Happy to get feedback on this

dieghernan commented 2 years ago

More on non-so-common features

coatless commented 2 years ago

@dieghernan I think one huge component that is missing from Phase 2 is addressing the underlying memory leaks. Or is this what "alternative solutions" means?

I should note that work was initially started by @matthewwiese in #40.

matthewwiese commented 2 years ago

I did start work on fixing the rchk warnings some months back and made good progress, although I never updated the PR because I wasn’t able to eliminate possible protection stack imbalance completely.
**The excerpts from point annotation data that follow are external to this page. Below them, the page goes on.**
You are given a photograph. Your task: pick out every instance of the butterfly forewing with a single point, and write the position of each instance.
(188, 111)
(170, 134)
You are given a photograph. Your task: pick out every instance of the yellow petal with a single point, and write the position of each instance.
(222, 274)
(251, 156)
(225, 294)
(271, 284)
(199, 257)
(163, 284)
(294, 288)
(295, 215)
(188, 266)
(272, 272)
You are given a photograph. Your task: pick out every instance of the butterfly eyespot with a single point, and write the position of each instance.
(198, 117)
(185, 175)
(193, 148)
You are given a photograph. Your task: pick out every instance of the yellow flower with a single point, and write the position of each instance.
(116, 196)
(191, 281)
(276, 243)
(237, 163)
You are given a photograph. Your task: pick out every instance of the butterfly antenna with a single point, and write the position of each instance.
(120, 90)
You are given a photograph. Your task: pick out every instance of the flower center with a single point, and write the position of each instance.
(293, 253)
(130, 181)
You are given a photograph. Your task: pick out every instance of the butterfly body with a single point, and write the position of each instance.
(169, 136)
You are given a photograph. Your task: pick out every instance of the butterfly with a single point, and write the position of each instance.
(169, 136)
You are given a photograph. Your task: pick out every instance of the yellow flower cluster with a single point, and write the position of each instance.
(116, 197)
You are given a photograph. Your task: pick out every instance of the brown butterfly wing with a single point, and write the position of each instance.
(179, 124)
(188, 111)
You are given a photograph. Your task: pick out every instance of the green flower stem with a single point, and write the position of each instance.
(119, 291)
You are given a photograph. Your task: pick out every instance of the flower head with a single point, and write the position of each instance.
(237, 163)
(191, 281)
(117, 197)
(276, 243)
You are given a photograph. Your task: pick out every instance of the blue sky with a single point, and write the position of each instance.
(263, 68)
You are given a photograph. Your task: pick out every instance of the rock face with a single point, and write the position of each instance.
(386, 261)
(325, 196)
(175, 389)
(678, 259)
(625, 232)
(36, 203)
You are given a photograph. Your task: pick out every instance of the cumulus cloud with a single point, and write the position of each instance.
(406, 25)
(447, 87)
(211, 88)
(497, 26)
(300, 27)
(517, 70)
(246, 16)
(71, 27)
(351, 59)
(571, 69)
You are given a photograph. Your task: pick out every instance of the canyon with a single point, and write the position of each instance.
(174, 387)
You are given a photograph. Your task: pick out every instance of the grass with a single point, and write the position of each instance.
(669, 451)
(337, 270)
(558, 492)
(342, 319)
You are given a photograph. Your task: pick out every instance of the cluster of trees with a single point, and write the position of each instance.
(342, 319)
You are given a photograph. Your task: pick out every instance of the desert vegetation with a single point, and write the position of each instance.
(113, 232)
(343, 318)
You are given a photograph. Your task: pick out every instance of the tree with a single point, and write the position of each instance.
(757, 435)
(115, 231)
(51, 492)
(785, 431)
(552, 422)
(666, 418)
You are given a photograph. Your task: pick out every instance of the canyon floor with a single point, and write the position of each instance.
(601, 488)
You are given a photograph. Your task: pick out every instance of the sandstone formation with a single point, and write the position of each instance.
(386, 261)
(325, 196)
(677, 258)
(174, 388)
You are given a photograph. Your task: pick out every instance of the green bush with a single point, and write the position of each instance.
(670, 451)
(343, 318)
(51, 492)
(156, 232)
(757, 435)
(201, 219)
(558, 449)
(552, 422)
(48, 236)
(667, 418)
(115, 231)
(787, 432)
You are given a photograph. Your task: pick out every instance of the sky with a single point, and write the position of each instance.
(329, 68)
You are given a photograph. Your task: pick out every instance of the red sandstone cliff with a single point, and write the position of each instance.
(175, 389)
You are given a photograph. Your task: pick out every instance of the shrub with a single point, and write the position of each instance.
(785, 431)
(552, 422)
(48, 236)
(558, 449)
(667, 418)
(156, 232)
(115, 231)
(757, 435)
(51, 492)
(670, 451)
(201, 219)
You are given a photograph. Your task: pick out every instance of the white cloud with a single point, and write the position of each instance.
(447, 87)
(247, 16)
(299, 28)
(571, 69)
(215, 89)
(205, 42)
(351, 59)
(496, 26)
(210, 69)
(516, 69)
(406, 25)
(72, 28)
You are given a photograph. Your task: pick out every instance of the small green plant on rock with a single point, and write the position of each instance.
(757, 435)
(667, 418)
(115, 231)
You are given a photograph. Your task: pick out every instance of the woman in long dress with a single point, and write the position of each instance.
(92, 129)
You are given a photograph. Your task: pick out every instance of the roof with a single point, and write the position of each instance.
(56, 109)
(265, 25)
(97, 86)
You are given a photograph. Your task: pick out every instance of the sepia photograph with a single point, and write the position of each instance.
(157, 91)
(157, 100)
A lot of the warnings in #33 can be mitigated by avoiding UNPROTECT_PTR(s) in favor of respecting the stack via UNPROTECT(n), in exchange for slightly more verbose logic in the grammar section and elsewhere. Despite these improvements, protection stack imbalance warnings would persist. My initial hunch was that it was merely a false positive and that rchk was getting "confused" by the generated parser - from rchk USAGE:

There are still some false alarms and bailouts for code that is still too complicated, and indeed there are not-useful reports for functions that have protection stack imbalance by design.

However, my changes still didn’t solve problems like #42, which suggests something more fundamental. I can update the PR with what I have if it'll be of benefit, but unfortunately I don't have the time to devote the proper attention to this.

I agree that any project to improve the package is moot unless the memory bugs are addressed.

dieghernan commented 2 years ago

Thanks both for your comments. For clarity, what I am talking about in Phase 2 is to rewrite the package using base R rather to fix the current one, i.e. dropping the C code.

This is kind of risky, so it is important to have a full battery of tests covering the most extreme cases.

I am aware that Phase 2 may not be satisfactory, but even in the case you decide not to adopt it (it would be fine for me) I think it is worth to try

matthewwiese commented 2 years ago

For what it's worth, I think rewriting in R is a good idea. It eases future maintenance and allows existing users of the package to keep on working with only a minor performance penalty. If for some reason the parsing of BibTeX files is a bottleneck, one could always switch to rbibutils which appears to roll a hand-written C parser.

I don't know whether you're a student @dieghernan, but this could make for a great GSoC project if @coatless is up for it.

coatless commented 1 year ago

Closed as #47 is now in and the package is back on CRAN.